Ces foyers de guerre entretiennent alors des conflits de basse intensité fondés sur l'utilisation d'un potentiel militaire relativement limité mais mettant en jeu à un haut degré les populations civiles et entraînant l'apparition de flux de réfugiés massifs. Constants et stables durant dix ans, ils sont interprétés comme la reproduction de conflits de guerre froide. Leur dimension idéologique et géostratégique fait que partout il y a implication directe ou indirecte des grandes puissances. Et, même si cette participation Est-Ouest a été largement surévaluée, il était logique d'attendre à la fin des années 80 un dépérissement naturel de tels conflits locaux. Or, non seulement il n'y a pas eu amélioration, mais on les a vus évoluer, souvent empirer, et se multiplier (Liberia, Somalie, etc...).

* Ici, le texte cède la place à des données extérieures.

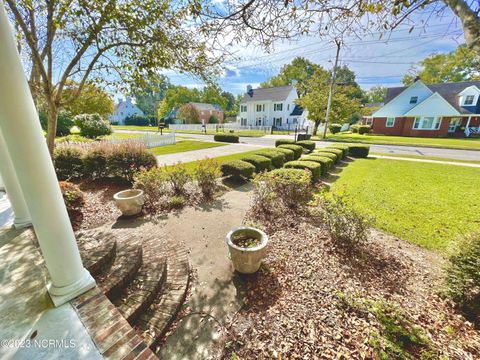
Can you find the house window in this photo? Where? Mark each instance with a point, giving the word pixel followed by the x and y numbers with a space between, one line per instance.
pixel 469 100
pixel 427 123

D'où ce premier constat : il n'y a pas d'amélioration automatique à attendre du seul fait que les grandes puissances se retirent (voir Ethiopie, Cambodge...) et la communauté internationale va devoir déployer autant d'effort à essayer de guérir ces conflits qu'elle en a mis pendant 15 ans à les entretenir ou à les aggraver !...
2. - Mais ces conflits ont changé à la fois dans l'analyse qui en est faite et dans leur nature même.
a) Les facteurs locaux et historiques se voient réévalués. Les réalités intrinsèque reprennent le pas sur les critères idéologique d'essence Est-Ouest qui les avaient souvent déguisées. On avait déjà vu, dans l'exemple éthiopien, que la valse des alliances jouée par Américains, Soviétiques et Israéliens n'avait pu changer la nature du conflit ni celle de l'antagonisme très ancien existant entre les Erythréens et l'ensemble abyssin ; et que, pour la compréhension des événements, il fallait se référer, plus qu'aux raisons idéologiques, à la façon dont historiquement s'étaient constituées les deux identités érythéenne et éthiopienne. De même aujourd'hui au Tadjikistan le conflit, plutôt que d'opposer "néo-communistes" et "islamo-démocrates", se rapporte en fait à des clivages ancestraux de nature géographique et économique. On constate aussi la réapparition de facteurs de longue durée font de leur identité et à la manière dont ils la protègent.
b) Les économies de guerre se transforment. Dans les années 80, les guérillas opéraient à partir des bases arrières que constituaient, aux frontières, les camps de réfugiés arrosés par l'aide internationale. L'existence de ces "sanctuaires humanitaires" ont largement contribué à la stabilisation d'un certain nombre de conflits à basse intensité qui se sont trouvés équilibrés autour de ces ressources. On observe aujourd'hui la destruction de ces formes d'économie de guerre .
La guérilla, privée de son aide extérieure, n'en dépérit pas pour autant, mais a tendance à accroître sa pression sur les populations et à fonder son économie sur la prédation et la criminalisation (c'est le cas notamment du renamo privé de son soutien d'Afrique du Sud)..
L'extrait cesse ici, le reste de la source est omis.